Cash flow comes from:

Operating activities
Investment activities
Financing activities

Operating Activities

Cash flow from operating activities relates to cash generated or paid out through the normal cash generating activities of the enterprise. The enterprise need to generate enough cash flow from these activities as they are the main sources of cash for the business. Cash flow from operating activities will be used to repay loans, maintain the operating capabilities of the enterprise and make new investments.

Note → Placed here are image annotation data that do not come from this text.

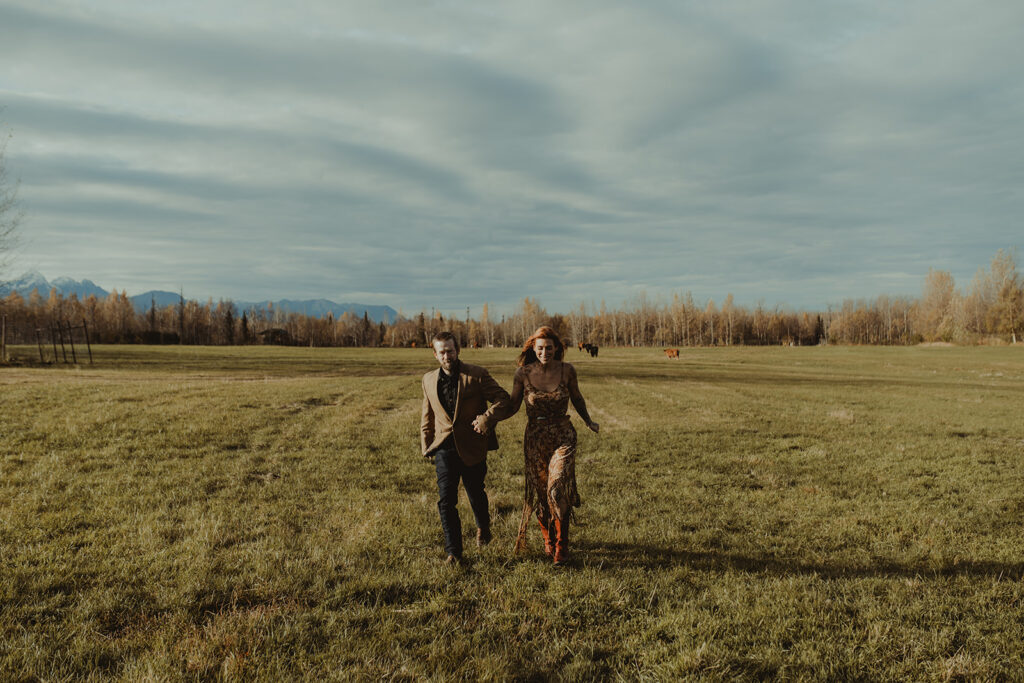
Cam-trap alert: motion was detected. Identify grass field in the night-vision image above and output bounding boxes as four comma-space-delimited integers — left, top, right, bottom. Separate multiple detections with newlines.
0, 346, 1024, 681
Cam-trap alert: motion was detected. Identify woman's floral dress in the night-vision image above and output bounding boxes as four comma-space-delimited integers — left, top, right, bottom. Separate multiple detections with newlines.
515, 365, 580, 551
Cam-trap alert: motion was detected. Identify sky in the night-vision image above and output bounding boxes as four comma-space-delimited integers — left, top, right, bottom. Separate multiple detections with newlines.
0, 0, 1024, 315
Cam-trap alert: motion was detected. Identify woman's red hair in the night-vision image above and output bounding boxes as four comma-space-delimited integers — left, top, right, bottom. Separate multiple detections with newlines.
519, 326, 565, 368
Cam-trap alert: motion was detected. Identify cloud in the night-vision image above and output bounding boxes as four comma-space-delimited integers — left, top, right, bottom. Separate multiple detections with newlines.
0, 0, 1024, 310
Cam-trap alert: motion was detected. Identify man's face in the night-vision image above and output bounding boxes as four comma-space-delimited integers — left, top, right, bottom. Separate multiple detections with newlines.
534, 339, 555, 366
434, 339, 459, 373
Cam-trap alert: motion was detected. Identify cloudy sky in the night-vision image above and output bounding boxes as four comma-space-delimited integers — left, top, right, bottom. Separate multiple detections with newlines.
0, 0, 1024, 314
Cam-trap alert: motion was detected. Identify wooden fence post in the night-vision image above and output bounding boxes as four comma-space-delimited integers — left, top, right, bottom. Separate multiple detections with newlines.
82, 317, 92, 366
54, 321, 68, 362
65, 323, 78, 366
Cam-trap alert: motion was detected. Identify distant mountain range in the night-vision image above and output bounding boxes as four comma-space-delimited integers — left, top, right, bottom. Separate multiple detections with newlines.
0, 270, 398, 324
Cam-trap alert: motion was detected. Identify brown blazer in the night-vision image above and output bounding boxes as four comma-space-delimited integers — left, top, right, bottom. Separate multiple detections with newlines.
420, 362, 512, 465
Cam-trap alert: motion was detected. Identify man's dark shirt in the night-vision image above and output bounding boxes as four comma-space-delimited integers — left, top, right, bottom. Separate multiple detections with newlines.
437, 361, 460, 419
437, 360, 461, 451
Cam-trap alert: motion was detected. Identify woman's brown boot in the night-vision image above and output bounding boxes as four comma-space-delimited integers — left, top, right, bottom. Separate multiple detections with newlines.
537, 519, 555, 556
555, 519, 569, 566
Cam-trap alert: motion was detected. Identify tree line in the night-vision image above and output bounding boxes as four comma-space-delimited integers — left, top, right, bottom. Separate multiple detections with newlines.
0, 250, 1024, 347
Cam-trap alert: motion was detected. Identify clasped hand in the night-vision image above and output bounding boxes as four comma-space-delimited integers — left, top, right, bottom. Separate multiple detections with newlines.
473, 415, 487, 434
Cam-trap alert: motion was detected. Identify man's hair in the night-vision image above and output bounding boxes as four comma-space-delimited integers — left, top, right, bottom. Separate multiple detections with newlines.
430, 330, 459, 351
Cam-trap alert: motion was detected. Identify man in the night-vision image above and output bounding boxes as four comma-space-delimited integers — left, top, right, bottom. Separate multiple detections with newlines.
420, 332, 511, 564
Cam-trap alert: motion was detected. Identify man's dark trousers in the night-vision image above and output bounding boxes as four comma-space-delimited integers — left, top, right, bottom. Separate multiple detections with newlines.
434, 447, 490, 557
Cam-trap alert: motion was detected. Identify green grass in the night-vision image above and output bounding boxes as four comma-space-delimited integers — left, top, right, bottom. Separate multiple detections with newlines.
0, 346, 1024, 681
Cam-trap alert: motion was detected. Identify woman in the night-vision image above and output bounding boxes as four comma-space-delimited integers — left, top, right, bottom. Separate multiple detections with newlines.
512, 327, 600, 565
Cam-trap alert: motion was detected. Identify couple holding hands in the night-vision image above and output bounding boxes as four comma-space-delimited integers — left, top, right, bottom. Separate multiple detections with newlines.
420, 327, 600, 565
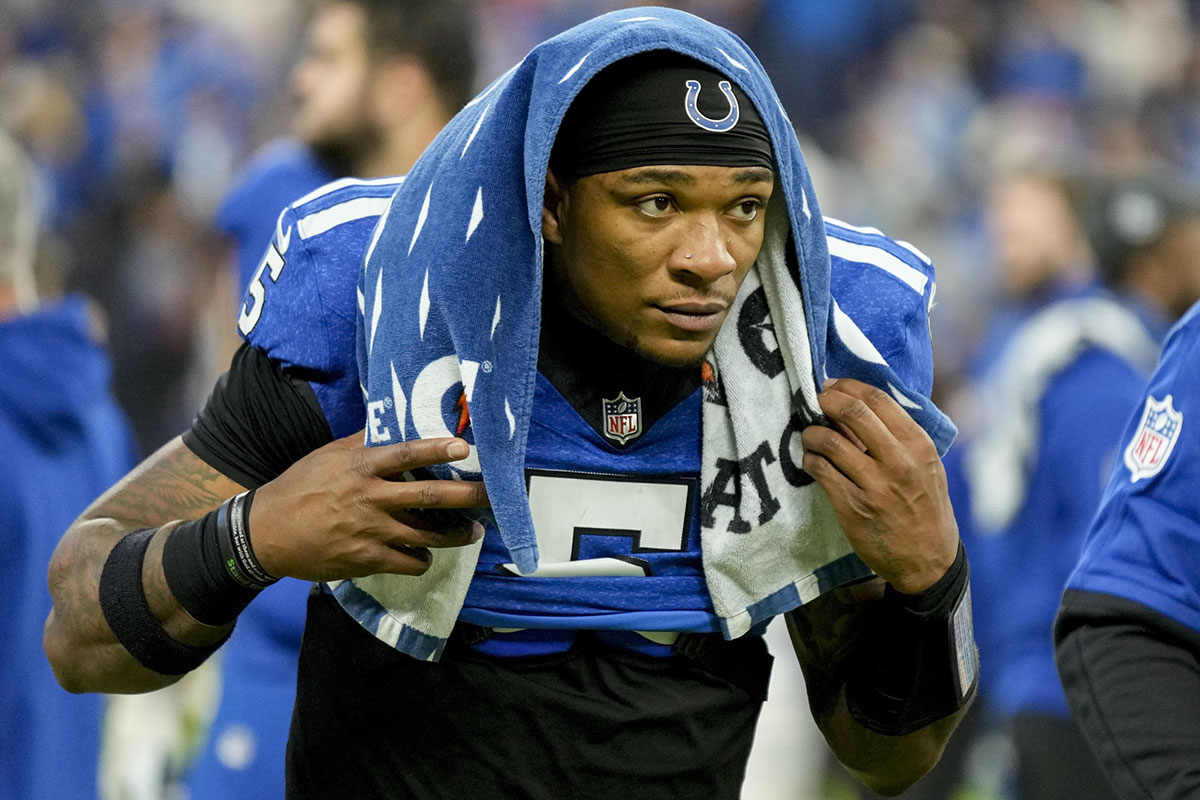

Cash flow from operating activities includes:

a) cash received from sale of goods or provision of services;
b) cash received from royalties, fees, commission and other revenues;
c) cash payments to suppliers;
d) cash payments to or on behalf of employees
e) cash payments or refund of income tax.

For further information about calculation, please turn to "http://www.prairiepublic.org/features/END/cashwrk3.htm"

Investing Activities
These are cash flow on capital expenditure incurred which will generate future operating cash flows. Examples of cash flows arising from investment activities are:

a) Cash payments to acquire property plant and equipment or cash received from disposal of these assets.
b) Cash payment to acquire equity or debt instruments of other enterprises.
c) Cash received from sale of equity or debt instrument of another enterprise.
d) Cash advances and loans made to other parties.
e) Cash received from the repayments of advances and loans made to other parties;

Financing Activities

Cash flow from financing activities relates to cash flow received from or repaid to outside providers of finance. Examples include:

a) Cash proceeds from issuing of shares or other equity instrument;
b) Cash payments to owners to acquire or redeem the enterprise shares.
c) Cash repayment of amounts borrowed.
d) Cash payments in finance lease
e) Dividend paid to ordinary share holders

Cash flow statement can be produced used direct or indirect method. Direct method discloses the major classes of cash receipts and gross payments. While indirect method begins with net profit which is adjusted with non cash transactions, accrued income or expenses and items of income or expenses associated with investing or financing activities.